Re: [ovs-discuss] [ovs-dev] mbuf pool sizing

2018-01-24 Thread Venkatesan Pradeep
Hi Kevin,

My primary concern is that someone upgrading to OVS2.9 may find that 
configurations that were previously working fine no longer do because the 
memory dimensioned for OVS may not be sufficient. It could be argued that since 
the shared mempool method allocates a fixed number of buffers it may not be 
enough in all cases  but the fact remains that existing deployments that are 
working just fine may have issues after upgrading and that needs to be 
addressed.

Even with the per-port allocation scheme we can only have a rough estimate.
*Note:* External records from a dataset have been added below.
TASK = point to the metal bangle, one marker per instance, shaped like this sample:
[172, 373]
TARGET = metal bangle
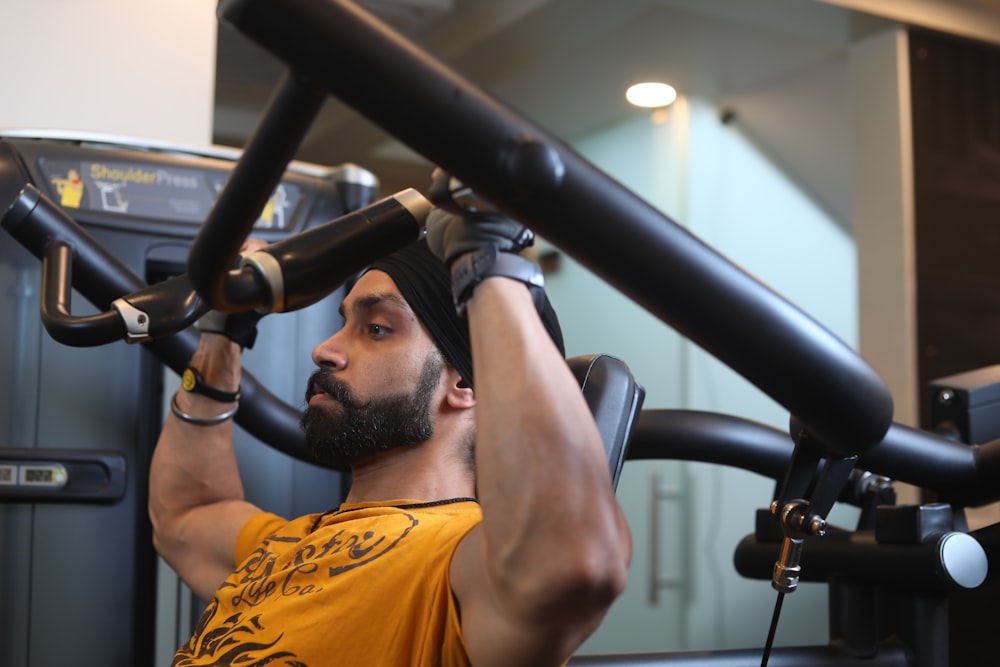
[201, 421]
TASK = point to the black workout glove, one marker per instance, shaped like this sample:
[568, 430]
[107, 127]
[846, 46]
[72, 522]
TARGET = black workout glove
[240, 328]
[476, 246]
[450, 235]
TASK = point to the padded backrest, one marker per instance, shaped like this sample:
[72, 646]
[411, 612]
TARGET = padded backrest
[614, 398]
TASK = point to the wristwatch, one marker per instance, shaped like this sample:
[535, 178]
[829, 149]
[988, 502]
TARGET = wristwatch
[192, 381]
[473, 267]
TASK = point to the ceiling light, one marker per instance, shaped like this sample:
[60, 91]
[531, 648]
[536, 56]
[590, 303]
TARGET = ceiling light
[651, 94]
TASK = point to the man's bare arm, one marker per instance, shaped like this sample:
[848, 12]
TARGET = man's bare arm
[196, 500]
[552, 553]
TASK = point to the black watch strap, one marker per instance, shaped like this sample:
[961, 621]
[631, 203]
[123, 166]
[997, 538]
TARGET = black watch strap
[192, 381]
[472, 268]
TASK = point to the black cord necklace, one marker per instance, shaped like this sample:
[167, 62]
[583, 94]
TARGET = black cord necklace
[404, 506]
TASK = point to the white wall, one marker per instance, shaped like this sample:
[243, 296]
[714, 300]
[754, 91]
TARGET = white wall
[708, 177]
[144, 69]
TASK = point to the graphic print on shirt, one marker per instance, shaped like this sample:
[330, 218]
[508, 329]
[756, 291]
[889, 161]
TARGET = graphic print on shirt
[275, 570]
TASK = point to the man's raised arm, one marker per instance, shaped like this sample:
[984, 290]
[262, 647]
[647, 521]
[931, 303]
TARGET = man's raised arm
[552, 553]
[195, 494]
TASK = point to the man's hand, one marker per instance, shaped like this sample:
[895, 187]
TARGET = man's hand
[450, 235]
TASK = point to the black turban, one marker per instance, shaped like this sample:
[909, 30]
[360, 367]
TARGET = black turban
[425, 283]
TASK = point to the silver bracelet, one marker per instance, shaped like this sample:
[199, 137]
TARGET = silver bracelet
[201, 421]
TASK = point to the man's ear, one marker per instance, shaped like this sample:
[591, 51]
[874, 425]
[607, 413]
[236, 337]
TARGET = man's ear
[460, 394]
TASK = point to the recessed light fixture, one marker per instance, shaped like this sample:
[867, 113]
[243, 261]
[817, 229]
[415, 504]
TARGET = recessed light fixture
[651, 94]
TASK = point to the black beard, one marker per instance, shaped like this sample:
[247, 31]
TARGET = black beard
[349, 431]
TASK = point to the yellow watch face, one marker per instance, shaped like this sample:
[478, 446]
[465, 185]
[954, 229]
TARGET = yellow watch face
[188, 380]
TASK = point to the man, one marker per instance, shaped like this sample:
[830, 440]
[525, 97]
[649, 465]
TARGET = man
[410, 570]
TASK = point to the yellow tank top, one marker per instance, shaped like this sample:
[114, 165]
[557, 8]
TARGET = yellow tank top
[365, 585]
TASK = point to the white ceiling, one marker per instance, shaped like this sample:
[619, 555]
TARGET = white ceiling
[779, 67]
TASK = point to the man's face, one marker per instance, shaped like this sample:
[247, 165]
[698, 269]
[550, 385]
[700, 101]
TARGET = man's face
[377, 379]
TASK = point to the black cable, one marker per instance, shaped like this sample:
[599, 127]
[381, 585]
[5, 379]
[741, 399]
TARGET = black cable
[773, 628]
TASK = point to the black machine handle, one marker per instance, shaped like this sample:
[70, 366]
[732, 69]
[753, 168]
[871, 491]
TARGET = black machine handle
[960, 474]
[72, 257]
[288, 275]
[337, 46]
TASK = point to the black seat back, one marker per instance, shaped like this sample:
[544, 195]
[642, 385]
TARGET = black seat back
[614, 398]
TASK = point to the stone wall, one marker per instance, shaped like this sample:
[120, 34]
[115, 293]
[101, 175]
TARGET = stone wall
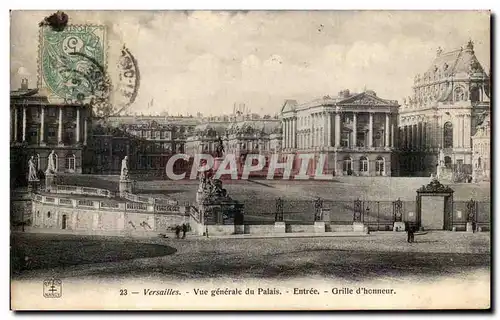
[95, 220]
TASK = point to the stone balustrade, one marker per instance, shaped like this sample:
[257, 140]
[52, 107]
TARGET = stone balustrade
[111, 205]
[65, 189]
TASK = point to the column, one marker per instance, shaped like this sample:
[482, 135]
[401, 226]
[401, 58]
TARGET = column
[288, 134]
[294, 136]
[419, 135]
[387, 136]
[329, 126]
[59, 128]
[24, 123]
[370, 133]
[428, 135]
[424, 135]
[283, 132]
[414, 136]
[462, 130]
[15, 123]
[337, 129]
[392, 135]
[42, 126]
[467, 130]
[85, 132]
[313, 132]
[325, 129]
[354, 129]
[455, 132]
[77, 125]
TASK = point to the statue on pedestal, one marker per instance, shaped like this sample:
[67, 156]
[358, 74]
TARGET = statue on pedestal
[441, 157]
[219, 149]
[124, 171]
[51, 163]
[32, 172]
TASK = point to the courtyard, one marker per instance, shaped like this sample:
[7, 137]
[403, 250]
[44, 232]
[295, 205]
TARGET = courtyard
[354, 258]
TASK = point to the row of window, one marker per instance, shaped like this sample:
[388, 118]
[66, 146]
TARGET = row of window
[363, 164]
[69, 162]
[50, 112]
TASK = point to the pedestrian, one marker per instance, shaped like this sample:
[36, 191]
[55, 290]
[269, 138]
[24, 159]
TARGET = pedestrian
[411, 234]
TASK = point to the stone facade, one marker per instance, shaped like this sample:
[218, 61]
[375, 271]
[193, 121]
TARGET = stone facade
[447, 103]
[481, 149]
[357, 132]
[39, 126]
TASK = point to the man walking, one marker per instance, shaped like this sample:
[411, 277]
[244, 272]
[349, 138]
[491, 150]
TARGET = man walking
[411, 234]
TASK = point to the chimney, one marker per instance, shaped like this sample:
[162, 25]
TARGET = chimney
[24, 84]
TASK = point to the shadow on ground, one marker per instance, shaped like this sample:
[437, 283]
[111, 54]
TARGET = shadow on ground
[69, 256]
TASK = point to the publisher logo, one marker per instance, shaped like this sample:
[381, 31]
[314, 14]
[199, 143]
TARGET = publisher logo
[52, 288]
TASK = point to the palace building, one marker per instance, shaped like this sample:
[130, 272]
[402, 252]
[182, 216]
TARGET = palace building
[39, 126]
[356, 132]
[241, 134]
[448, 101]
[481, 150]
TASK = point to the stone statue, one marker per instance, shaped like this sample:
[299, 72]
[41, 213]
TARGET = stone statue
[51, 163]
[220, 148]
[124, 171]
[441, 157]
[32, 174]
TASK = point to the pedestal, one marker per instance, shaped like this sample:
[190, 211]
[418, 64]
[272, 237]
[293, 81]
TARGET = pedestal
[358, 227]
[125, 186]
[279, 227]
[399, 226]
[33, 185]
[50, 182]
[319, 227]
[325, 214]
[239, 229]
[469, 227]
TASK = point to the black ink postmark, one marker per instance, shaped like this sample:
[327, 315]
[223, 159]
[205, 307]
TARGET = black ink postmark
[57, 21]
[52, 288]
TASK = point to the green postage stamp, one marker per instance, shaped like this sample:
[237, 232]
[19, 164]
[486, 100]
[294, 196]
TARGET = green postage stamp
[72, 62]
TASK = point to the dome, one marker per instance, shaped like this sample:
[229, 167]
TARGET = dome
[250, 127]
[453, 62]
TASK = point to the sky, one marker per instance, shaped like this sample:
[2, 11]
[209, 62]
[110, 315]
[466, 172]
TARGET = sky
[206, 61]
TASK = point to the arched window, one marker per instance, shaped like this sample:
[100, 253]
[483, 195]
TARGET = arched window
[347, 166]
[56, 160]
[363, 164]
[459, 94]
[448, 135]
[37, 161]
[70, 162]
[379, 165]
[447, 162]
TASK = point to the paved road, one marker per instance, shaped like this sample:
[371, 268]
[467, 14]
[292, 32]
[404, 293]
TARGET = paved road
[351, 258]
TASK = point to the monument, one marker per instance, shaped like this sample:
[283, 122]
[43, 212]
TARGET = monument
[214, 203]
[125, 182]
[32, 175]
[319, 218]
[443, 172]
[50, 173]
[435, 206]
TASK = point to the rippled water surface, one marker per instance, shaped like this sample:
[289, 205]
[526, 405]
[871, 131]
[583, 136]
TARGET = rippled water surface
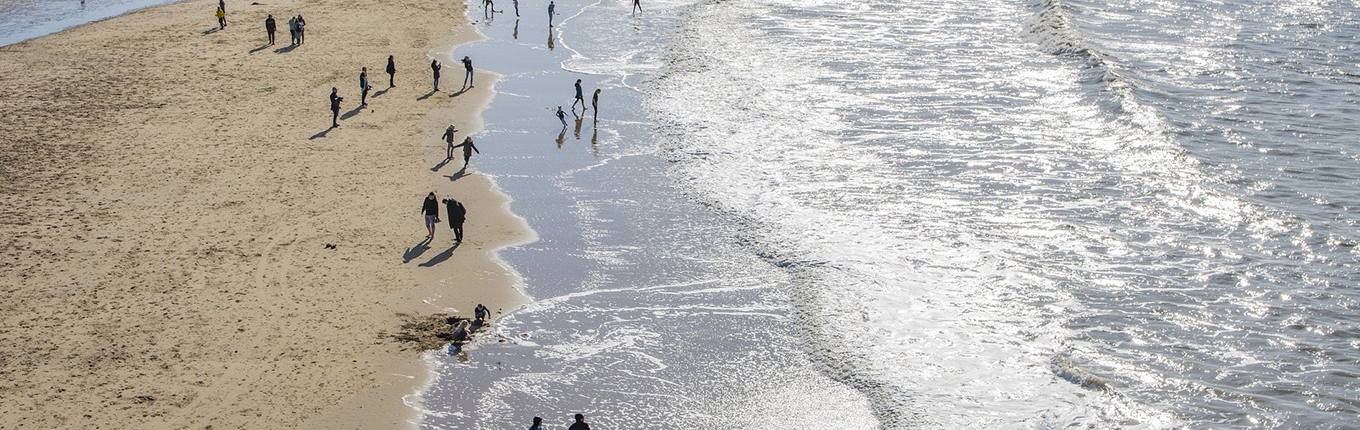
[930, 214]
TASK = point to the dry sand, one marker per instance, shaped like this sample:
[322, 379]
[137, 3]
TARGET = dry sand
[166, 199]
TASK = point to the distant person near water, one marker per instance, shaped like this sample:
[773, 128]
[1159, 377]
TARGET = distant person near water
[434, 67]
[335, 108]
[293, 30]
[595, 105]
[268, 27]
[392, 72]
[580, 98]
[448, 139]
[467, 76]
[581, 423]
[431, 214]
[302, 30]
[363, 86]
[467, 150]
[457, 214]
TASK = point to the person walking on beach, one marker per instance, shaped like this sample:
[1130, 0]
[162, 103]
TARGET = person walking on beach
[595, 105]
[448, 139]
[293, 30]
[363, 86]
[392, 72]
[431, 211]
[467, 76]
[580, 98]
[335, 108]
[467, 150]
[457, 214]
[581, 423]
[268, 27]
[434, 67]
[302, 30]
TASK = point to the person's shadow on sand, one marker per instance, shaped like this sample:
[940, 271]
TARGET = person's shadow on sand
[416, 251]
[441, 257]
[457, 174]
[352, 112]
[321, 134]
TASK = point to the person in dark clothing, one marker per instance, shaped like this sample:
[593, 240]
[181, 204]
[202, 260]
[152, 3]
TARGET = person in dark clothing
[448, 139]
[581, 423]
[434, 67]
[335, 108]
[431, 211]
[392, 72]
[580, 98]
[363, 86]
[595, 104]
[467, 150]
[467, 78]
[268, 27]
[457, 214]
[302, 29]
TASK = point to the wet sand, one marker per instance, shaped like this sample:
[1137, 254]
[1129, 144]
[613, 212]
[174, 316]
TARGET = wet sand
[169, 193]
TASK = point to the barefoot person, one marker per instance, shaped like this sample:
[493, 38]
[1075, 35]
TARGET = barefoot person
[335, 108]
[580, 98]
[457, 214]
[467, 78]
[448, 139]
[467, 150]
[431, 211]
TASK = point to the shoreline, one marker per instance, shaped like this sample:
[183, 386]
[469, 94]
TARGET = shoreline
[170, 189]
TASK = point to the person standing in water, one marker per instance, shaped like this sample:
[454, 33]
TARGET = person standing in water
[431, 214]
[269, 26]
[363, 86]
[448, 140]
[467, 150]
[467, 76]
[580, 98]
[434, 67]
[392, 72]
[595, 105]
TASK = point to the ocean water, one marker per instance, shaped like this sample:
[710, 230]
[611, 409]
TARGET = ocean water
[26, 19]
[928, 215]
[962, 214]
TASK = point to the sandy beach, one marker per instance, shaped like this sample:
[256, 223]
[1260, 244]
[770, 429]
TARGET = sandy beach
[169, 193]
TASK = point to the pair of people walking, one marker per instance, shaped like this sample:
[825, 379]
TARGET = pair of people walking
[467, 146]
[454, 208]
RxQ 
buffer sizing is adequate but TxQ  buffer sizing is not for the following 
reasons:

1)  The estimate should consider the possibility of packets from one port 
being stuck on all other port txqs and so the *worst case * TxQ buffer sizing 
for stolen packets should really be the Sigma of (dev->requested_n_txq * 
dev->requested_txq_size) for every other port. This will bloat up the pool 
size. Also when a new port is added or an existing port’s queue attributes are 
changed, every other port’s mempool has to be resized and that may fail.  A 
high value for MIN_NB_MBUF is likely helping to cover the shortfall.
2)  Currently, In the case of tx to vhostuser queues, packets are always 
copied and so in the above calculation we need to consider only physical dpdk 
ports. I haven’t looked closely at the proposed zero-copy change but I assume 
if that is enabled we would have to take into account the queue size for 
vhostuser ports as well.
3) For cloned packets (dev->requested_n_txq * dev->requested_txq_size) would 
suffice
4) Tx batching would add a bit more to the estimate

That said, unless the TxQs are drained slowly in comparison to the rate at 
which the packets are enqueued, the queue occupancy may never be high enough to 
justify the worst case allocation estimate and lots of memory will be wasted. 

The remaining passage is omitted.